Au-delà de cette infraction centrale, les investigations municipales et le travail de la Brigade de protection du logement ont révélé plusieurs autres manquements. La société a été reprochée de ne pas avoir inscrit correctement certains de ses meublés touristiques, avec notamment l’absence de numéro d’enregistrement sur certaines annonces, un élément de traçabilité obligatoire pour les locations de courte durée. Elle a également été pointée pour ne pas avoir transmis à un contrôleur assermenté les documents demandés lors de ses interventions, privant la Ville de données indispensables pour vérifier la régularité de l’activité. Ces éléments ont ajouté 140 000 euros à la sanction, portant la somme totale à 585 000 euros, ce qui, à lui seul, dépasse le cumul de toutes les amendes prononcées dans le 9e arrondissement entre 2020 et 2025 pour des cas similaires, soulignant la fermeté accrue des autorités.

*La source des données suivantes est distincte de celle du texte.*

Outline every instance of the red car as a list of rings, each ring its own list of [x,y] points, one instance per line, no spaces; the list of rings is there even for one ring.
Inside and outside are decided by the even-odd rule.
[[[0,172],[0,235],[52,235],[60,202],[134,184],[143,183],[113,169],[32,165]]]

Le tribunal n’a pas seulement infligé une amende, il a aussi pris une mesure coercitive destinée à mettre fin à l’activité illégale dans les meilleurs délais. La SCI est tenue de cesser immédiatement l’exploitation de l’ensemble des 11 meublés touristiques, sous peine de devoir payer une astreinte de 1 000 euros par logement et par jour tant que la clause ne serait pas respectée. Cela représente, au total, 11 000 euros par jour si la société décidait de poursuivre son activité, créant ainsi une pression financière considérable pour la pousser à la régularisation ou à la remise en location de droit commun. Par ailleurs, la décision prévoit le versement de 22 000 euros à la Ville de Paris au titre des frais d’avocat, ce qui renforce encore le coût global de la sanction et traduit la volonté de la collectivité de ne pas laisser à la charge du contribuable les dépenses liées à la défense de l’intérêt général.
Dans un contexte de forte tension sur le marché du logement parisien, où la Ville diagnostique des fraudes récurrentes et un retrait croissant de résidences du parc de longue durée, cette affaire illustre la stratégie volontariste de la municipalité. Les meublés de tourisme illégaux, souvent gérés par des acteurs professionnels, retirent des unités de logement abordables aux habitants tout en accentuant la pression sur les prix et la rareté de l’offre.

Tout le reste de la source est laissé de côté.